How do I plot the estimated cumulative density function of some samples?

I have some samples of a random variable, and I want to plot their cdf. What’s the best way to do this?
I have currently tried:

    g1 = [E(λ) for i = 1:n] # generate the samples
    using StatsBase
    cdf = ecdf(g1)
    xs = 0:10^-3:5
    display(plot(y = [cdf(i) for i in xs], x = xs) #gadfly

But this seems rather unidiomatic and inelegant. Any better ideas? Also, this only works for continuous variables, I think.

I don’t think you need anything fancy here:

using Plots
n = 50
g1 = [randn() for i = 1:n] # generate the samples

p = plot(sort(g1), (1:n)./n, 
    xlabel = "sample", ylabel = "Probability", 
    title = "Empirical Cumluative Distribution", label = "")

image

4 Likes

You could also use the plot(function, lower, upper) method from Plots:

using Plots, StatsBase
g1 = randn(100)
gcdf = ecdf(g1)
plot(x -> gcdf(x), 0, 5)

There’s also an example (Geom.histogram) in the Gadfly docs showing a sample and theoretical pdf (the latter is done using a layer with function).

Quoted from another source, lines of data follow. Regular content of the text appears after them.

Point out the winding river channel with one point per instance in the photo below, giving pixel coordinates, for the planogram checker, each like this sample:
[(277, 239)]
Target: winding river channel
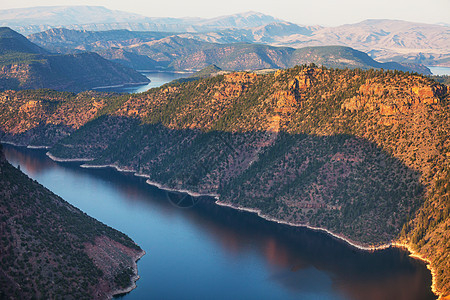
[(205, 251)]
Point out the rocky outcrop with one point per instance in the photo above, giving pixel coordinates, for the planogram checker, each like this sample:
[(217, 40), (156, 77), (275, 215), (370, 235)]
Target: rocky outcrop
[(50, 249)]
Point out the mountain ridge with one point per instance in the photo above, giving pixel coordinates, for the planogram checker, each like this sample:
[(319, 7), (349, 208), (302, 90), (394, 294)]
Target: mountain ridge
[(180, 53), (363, 154)]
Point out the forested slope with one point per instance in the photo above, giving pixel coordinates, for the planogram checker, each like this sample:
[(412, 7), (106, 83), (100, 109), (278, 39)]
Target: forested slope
[(364, 154)]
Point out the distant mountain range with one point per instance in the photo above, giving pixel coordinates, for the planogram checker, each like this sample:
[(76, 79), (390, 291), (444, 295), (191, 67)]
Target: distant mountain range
[(157, 50), (24, 65), (35, 19), (384, 40)]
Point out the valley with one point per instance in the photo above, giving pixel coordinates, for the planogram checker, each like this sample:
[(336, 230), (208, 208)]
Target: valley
[(338, 158)]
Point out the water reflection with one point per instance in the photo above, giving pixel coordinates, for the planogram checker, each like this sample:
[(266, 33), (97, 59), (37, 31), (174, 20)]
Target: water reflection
[(260, 258), (156, 79)]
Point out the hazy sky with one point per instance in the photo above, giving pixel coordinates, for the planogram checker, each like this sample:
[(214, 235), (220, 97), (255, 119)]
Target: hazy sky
[(308, 12)]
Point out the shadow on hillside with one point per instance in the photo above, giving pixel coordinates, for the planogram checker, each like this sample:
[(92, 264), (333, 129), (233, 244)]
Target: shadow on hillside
[(341, 182)]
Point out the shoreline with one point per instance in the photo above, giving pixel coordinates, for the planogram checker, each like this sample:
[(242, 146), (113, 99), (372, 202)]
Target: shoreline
[(134, 278), (119, 85), (26, 146), (397, 244)]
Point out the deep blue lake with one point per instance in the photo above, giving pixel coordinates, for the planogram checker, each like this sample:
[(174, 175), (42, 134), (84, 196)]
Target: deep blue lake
[(212, 252)]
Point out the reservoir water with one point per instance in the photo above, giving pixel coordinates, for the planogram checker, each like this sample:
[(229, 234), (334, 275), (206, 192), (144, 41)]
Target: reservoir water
[(211, 252), (156, 79)]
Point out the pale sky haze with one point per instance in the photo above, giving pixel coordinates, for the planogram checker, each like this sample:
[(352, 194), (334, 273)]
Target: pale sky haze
[(307, 12)]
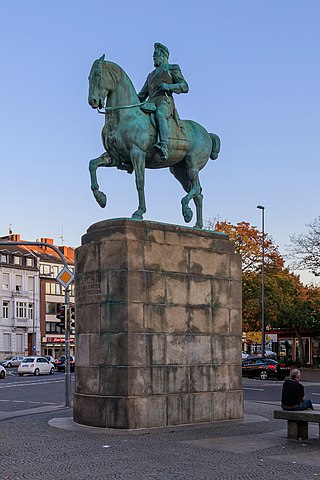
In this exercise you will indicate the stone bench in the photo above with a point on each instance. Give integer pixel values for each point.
(298, 422)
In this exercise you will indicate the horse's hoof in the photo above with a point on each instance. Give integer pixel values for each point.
(187, 214)
(137, 216)
(101, 198)
(198, 226)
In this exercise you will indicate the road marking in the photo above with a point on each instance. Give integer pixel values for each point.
(256, 389)
(24, 384)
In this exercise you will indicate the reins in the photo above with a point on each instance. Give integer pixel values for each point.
(120, 107)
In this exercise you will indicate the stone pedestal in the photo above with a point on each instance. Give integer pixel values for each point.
(158, 326)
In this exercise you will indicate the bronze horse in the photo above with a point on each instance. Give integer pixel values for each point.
(129, 134)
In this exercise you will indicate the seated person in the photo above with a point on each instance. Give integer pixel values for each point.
(293, 396)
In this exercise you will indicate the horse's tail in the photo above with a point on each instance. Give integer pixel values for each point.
(215, 146)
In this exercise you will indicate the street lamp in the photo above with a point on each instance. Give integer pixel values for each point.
(261, 207)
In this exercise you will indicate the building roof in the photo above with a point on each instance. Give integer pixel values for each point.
(43, 252)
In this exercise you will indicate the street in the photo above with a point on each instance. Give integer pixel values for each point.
(21, 393)
(270, 390)
(29, 391)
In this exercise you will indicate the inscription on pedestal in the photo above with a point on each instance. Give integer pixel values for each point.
(158, 332)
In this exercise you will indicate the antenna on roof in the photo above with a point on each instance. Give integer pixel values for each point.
(62, 237)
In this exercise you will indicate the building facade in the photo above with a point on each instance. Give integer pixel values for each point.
(30, 297)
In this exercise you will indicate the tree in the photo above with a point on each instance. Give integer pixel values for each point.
(305, 249)
(248, 242)
(288, 303)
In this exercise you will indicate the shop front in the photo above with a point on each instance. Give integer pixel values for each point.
(55, 346)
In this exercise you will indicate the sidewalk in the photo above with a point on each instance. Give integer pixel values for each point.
(256, 447)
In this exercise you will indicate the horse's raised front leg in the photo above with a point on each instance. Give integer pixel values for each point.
(103, 161)
(138, 162)
(198, 203)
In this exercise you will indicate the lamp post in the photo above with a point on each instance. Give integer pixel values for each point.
(261, 207)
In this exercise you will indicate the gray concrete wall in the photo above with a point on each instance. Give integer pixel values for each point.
(158, 331)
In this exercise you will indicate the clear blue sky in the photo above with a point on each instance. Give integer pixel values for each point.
(253, 73)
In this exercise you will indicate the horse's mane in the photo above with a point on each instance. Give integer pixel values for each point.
(117, 75)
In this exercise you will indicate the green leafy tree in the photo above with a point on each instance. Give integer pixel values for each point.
(288, 303)
(305, 249)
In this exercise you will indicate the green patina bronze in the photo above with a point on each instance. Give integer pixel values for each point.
(144, 130)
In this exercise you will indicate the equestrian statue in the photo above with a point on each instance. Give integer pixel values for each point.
(144, 130)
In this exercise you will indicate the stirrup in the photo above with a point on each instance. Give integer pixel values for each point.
(163, 149)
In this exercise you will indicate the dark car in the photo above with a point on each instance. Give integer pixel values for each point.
(61, 363)
(264, 368)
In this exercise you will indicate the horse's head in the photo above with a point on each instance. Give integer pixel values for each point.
(98, 88)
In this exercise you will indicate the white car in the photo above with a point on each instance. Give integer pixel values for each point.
(12, 361)
(2, 372)
(35, 366)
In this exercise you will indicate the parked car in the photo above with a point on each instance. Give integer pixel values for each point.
(264, 368)
(50, 359)
(12, 361)
(2, 372)
(35, 366)
(61, 361)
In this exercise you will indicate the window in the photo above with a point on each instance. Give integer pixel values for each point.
(45, 269)
(30, 262)
(51, 308)
(6, 342)
(21, 310)
(5, 281)
(52, 327)
(18, 283)
(71, 288)
(30, 311)
(17, 259)
(55, 270)
(5, 309)
(19, 342)
(53, 288)
(31, 281)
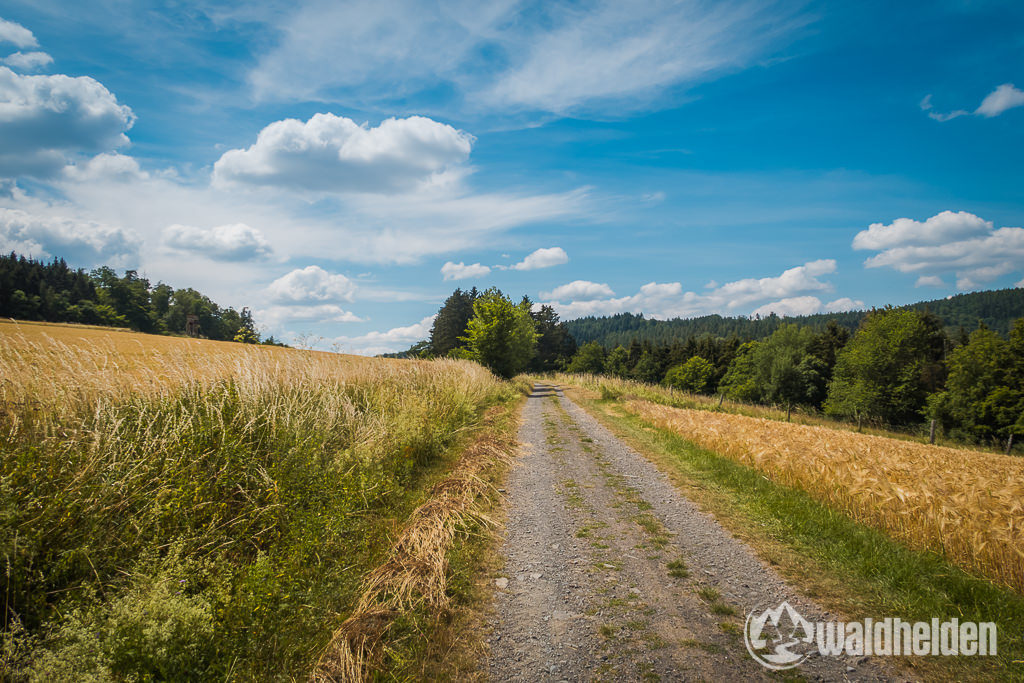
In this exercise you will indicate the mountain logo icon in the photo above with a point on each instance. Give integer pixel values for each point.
(778, 638)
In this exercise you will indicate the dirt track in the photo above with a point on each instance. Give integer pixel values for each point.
(610, 573)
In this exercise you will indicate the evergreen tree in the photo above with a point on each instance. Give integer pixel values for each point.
(554, 344)
(694, 375)
(247, 329)
(889, 367)
(589, 359)
(450, 326)
(501, 334)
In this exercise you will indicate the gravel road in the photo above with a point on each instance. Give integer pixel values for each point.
(611, 573)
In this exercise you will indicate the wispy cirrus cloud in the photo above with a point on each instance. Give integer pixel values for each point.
(236, 242)
(460, 270)
(386, 341)
(514, 55)
(335, 154)
(669, 299)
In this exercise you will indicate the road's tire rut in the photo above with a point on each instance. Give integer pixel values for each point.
(610, 573)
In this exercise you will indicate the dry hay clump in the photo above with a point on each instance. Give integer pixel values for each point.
(415, 574)
(966, 505)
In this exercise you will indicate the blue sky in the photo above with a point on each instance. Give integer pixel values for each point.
(341, 167)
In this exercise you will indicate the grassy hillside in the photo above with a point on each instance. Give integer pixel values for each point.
(996, 309)
(189, 509)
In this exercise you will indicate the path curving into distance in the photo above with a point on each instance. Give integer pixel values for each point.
(611, 573)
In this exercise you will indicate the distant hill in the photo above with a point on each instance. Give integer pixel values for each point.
(997, 309)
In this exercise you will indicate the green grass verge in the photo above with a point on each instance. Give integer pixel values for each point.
(840, 562)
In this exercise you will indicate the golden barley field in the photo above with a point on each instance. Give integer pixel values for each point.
(966, 505)
(207, 509)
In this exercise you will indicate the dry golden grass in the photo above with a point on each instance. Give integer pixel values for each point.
(117, 445)
(966, 505)
(58, 369)
(416, 572)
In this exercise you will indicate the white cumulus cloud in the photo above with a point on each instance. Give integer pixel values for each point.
(28, 60)
(460, 270)
(329, 153)
(929, 281)
(962, 244)
(670, 300)
(42, 118)
(275, 316)
(236, 242)
(311, 285)
(16, 34)
(940, 228)
(844, 304)
(543, 258)
(804, 305)
(579, 290)
(1004, 97)
(395, 339)
(118, 168)
(85, 243)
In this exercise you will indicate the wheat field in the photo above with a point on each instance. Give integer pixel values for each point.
(185, 508)
(965, 505)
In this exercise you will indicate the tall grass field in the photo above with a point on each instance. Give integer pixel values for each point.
(184, 509)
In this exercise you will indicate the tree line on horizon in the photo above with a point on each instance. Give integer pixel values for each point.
(505, 336)
(995, 308)
(898, 369)
(53, 292)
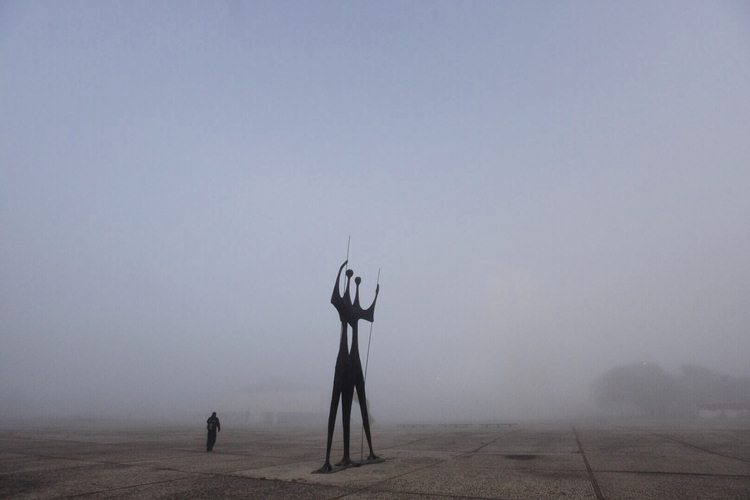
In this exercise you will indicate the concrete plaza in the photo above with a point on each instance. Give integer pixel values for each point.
(703, 460)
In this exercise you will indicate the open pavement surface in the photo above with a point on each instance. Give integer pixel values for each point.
(704, 460)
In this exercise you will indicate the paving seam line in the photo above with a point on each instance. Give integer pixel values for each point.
(439, 462)
(705, 450)
(594, 483)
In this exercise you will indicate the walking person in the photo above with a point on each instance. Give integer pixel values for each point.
(212, 426)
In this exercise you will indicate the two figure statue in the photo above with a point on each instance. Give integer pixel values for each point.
(348, 376)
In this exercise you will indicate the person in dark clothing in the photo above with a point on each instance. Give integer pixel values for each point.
(213, 426)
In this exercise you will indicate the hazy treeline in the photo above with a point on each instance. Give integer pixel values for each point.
(646, 389)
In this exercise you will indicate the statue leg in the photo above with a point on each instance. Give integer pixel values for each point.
(347, 395)
(335, 395)
(360, 385)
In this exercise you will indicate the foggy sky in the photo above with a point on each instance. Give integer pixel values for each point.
(549, 189)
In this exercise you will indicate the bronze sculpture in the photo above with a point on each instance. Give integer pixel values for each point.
(348, 374)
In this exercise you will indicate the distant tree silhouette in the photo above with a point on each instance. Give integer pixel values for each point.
(637, 389)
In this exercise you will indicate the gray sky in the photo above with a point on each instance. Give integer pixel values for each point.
(549, 188)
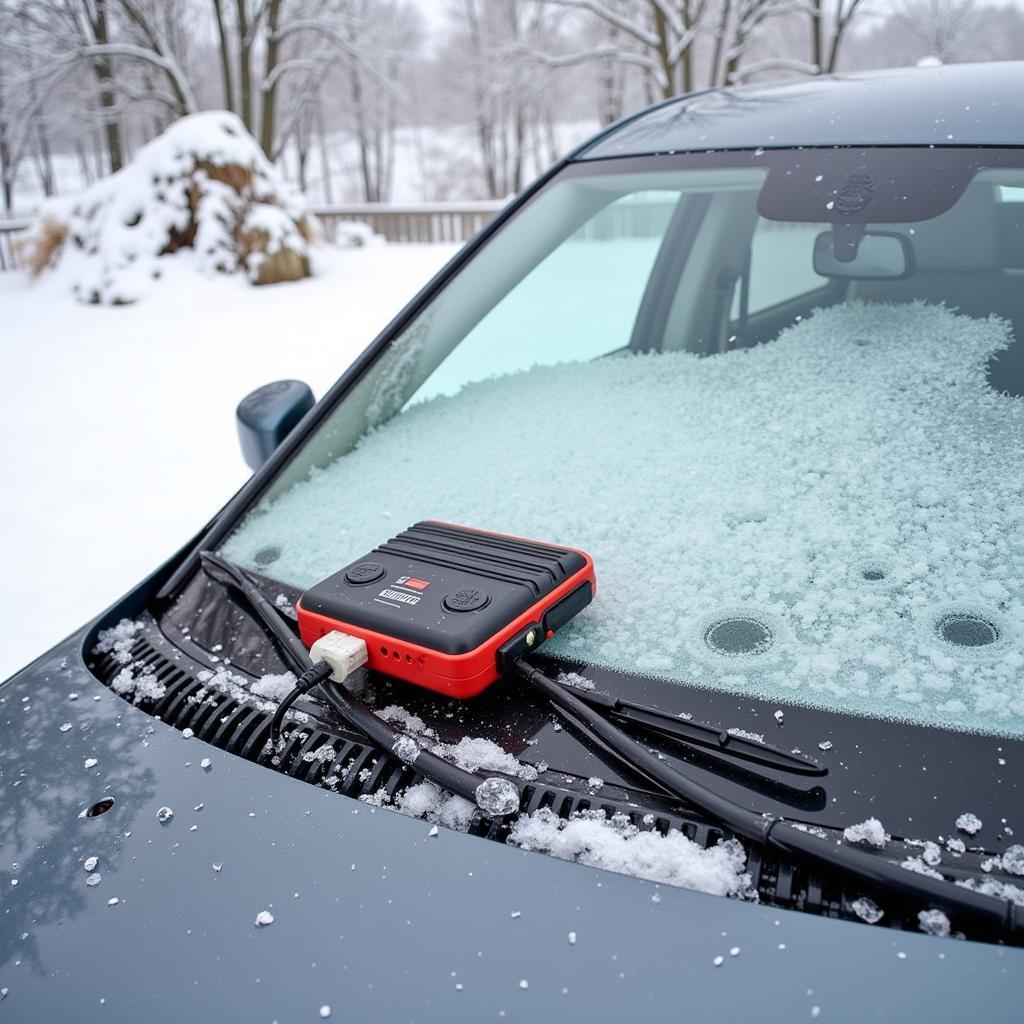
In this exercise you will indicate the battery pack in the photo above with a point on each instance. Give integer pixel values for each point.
(448, 607)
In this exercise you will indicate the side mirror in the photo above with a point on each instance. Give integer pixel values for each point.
(266, 416)
(878, 256)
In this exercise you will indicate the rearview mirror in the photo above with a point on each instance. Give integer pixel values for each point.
(265, 417)
(879, 256)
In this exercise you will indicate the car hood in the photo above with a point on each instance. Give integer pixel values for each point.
(375, 915)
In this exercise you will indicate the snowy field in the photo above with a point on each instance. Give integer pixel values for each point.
(118, 438)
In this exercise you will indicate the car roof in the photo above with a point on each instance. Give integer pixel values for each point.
(952, 104)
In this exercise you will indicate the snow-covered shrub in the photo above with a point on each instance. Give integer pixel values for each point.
(204, 185)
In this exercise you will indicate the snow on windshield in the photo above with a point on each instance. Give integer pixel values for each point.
(834, 518)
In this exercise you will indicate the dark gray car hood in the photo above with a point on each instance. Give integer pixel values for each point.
(373, 915)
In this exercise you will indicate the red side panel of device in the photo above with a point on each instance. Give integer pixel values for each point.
(459, 675)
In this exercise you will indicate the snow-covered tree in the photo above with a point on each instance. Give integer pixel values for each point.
(946, 31)
(830, 22)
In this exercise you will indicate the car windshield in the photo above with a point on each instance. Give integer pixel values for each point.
(775, 394)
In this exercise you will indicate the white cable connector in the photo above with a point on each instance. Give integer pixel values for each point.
(343, 652)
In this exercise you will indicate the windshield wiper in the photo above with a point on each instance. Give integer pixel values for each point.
(685, 731)
(967, 906)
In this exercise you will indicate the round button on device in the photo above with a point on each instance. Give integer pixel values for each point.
(467, 599)
(364, 572)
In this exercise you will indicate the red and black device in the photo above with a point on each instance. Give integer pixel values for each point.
(448, 607)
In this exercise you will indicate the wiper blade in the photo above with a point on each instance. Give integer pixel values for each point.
(875, 871)
(697, 733)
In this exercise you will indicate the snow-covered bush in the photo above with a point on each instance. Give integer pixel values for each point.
(204, 185)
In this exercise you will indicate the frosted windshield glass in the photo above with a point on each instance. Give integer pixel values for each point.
(830, 516)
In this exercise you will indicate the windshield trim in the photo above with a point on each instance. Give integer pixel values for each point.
(569, 167)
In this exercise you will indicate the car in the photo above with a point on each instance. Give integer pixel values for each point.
(755, 351)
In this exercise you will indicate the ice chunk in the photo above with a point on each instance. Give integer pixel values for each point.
(992, 887)
(478, 754)
(867, 909)
(1013, 859)
(616, 845)
(425, 800)
(918, 865)
(406, 749)
(118, 640)
(274, 687)
(757, 737)
(933, 923)
(497, 797)
(574, 680)
(969, 823)
(868, 832)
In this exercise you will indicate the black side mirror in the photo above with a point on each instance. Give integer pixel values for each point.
(266, 416)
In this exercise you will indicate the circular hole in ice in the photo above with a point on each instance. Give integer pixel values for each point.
(738, 635)
(962, 629)
(99, 807)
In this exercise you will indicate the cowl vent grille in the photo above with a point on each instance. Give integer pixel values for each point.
(331, 758)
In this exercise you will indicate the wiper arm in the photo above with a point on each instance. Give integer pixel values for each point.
(503, 800)
(876, 871)
(697, 733)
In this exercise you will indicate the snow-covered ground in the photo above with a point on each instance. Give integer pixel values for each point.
(117, 429)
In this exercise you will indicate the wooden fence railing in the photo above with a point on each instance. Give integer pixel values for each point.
(9, 228)
(434, 222)
(424, 222)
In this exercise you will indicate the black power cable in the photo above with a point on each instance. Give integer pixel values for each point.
(501, 796)
(876, 871)
(965, 904)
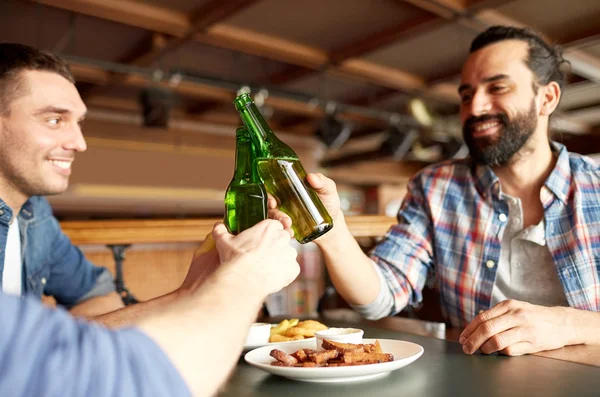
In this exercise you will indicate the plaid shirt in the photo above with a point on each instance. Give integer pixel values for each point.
(451, 224)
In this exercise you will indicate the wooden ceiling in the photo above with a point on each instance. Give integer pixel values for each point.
(373, 54)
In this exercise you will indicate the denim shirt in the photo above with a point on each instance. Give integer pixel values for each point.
(52, 265)
(46, 352)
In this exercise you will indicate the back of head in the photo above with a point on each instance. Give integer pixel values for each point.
(545, 61)
(17, 58)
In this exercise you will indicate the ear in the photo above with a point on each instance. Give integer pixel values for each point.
(550, 98)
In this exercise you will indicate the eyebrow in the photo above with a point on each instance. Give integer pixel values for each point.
(52, 109)
(486, 80)
(58, 110)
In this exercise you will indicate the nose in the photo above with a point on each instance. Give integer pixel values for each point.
(480, 104)
(75, 141)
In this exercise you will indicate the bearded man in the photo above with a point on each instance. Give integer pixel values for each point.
(511, 233)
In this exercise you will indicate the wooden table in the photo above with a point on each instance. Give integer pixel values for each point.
(443, 370)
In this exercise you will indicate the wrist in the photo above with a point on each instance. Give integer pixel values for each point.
(338, 232)
(582, 326)
(237, 276)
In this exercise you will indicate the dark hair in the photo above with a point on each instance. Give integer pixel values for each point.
(17, 58)
(545, 61)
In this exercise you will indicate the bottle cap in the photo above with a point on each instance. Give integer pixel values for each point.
(241, 101)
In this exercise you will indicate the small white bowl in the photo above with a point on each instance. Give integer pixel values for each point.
(342, 335)
(258, 334)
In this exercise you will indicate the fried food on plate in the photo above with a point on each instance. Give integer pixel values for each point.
(293, 329)
(334, 355)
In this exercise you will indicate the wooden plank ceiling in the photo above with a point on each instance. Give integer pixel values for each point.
(373, 54)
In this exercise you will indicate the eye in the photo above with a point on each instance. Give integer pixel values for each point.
(465, 98)
(498, 88)
(54, 121)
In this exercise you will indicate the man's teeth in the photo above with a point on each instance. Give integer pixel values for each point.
(62, 164)
(485, 126)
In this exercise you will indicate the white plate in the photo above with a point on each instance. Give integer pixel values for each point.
(404, 354)
(252, 347)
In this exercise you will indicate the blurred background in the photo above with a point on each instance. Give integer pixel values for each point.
(364, 90)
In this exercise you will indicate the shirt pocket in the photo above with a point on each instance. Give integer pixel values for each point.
(37, 281)
(583, 283)
(37, 255)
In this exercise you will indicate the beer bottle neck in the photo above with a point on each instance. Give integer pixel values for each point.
(267, 144)
(243, 160)
(258, 127)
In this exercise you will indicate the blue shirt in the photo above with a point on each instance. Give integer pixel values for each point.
(45, 352)
(451, 225)
(51, 264)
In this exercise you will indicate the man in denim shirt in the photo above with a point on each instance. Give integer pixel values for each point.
(40, 133)
(511, 234)
(40, 116)
(187, 348)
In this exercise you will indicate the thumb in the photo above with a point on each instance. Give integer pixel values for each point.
(320, 183)
(207, 245)
(220, 231)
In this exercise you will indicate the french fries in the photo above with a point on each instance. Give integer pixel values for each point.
(334, 355)
(293, 329)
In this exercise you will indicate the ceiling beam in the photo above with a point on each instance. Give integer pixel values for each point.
(205, 16)
(391, 35)
(238, 39)
(95, 75)
(132, 13)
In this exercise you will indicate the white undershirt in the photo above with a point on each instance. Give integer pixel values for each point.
(11, 276)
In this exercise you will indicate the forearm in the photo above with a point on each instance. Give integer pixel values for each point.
(134, 313)
(351, 271)
(212, 324)
(583, 325)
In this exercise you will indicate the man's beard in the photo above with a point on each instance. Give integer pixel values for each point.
(512, 136)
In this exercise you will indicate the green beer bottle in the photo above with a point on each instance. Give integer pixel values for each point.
(284, 177)
(246, 198)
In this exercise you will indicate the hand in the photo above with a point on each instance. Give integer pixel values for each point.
(204, 263)
(327, 192)
(515, 328)
(262, 255)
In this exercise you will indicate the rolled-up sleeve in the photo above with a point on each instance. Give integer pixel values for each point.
(405, 254)
(73, 278)
(45, 352)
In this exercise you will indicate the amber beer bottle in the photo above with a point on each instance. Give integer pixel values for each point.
(246, 197)
(284, 177)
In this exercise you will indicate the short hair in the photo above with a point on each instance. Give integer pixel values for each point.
(17, 58)
(545, 61)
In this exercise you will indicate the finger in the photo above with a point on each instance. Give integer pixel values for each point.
(488, 329)
(519, 349)
(282, 217)
(502, 340)
(219, 231)
(486, 315)
(271, 202)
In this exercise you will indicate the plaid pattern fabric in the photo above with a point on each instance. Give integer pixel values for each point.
(451, 224)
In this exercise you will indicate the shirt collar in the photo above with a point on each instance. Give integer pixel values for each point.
(559, 181)
(6, 213)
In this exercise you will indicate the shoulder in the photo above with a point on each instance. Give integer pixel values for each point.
(40, 203)
(584, 168)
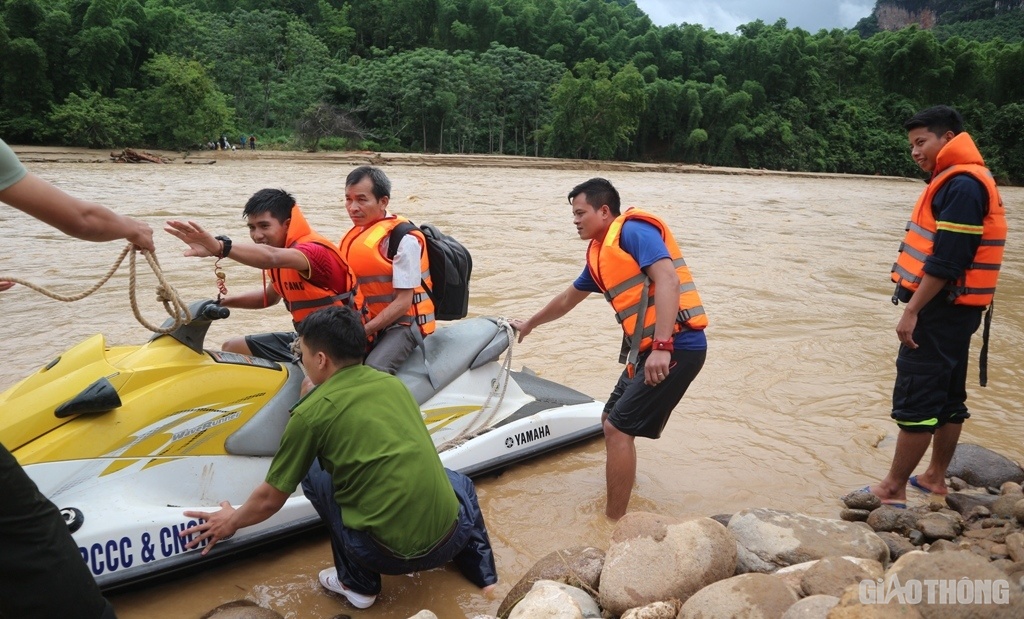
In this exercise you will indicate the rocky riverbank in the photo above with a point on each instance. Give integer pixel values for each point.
(955, 555)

x -> gcdf(x) is the same as just gcdf
:slightly_smiling_face:

2 Likes

Normally yes, but the ECDF object is not a function, so the plot doesn’t know to dispatch on it as such:

julia> plot(gcdf, 0, 5)
ERROR: Cannot convert ECDF{Array{Float64,1},Weights{Float64,Float64,Array{Float64,1}}} to series data for plotting
1 Like

is there a way to change the method signature of plot (either Gadfly’s or Plots’) to accommodate function-like objects like ECDF?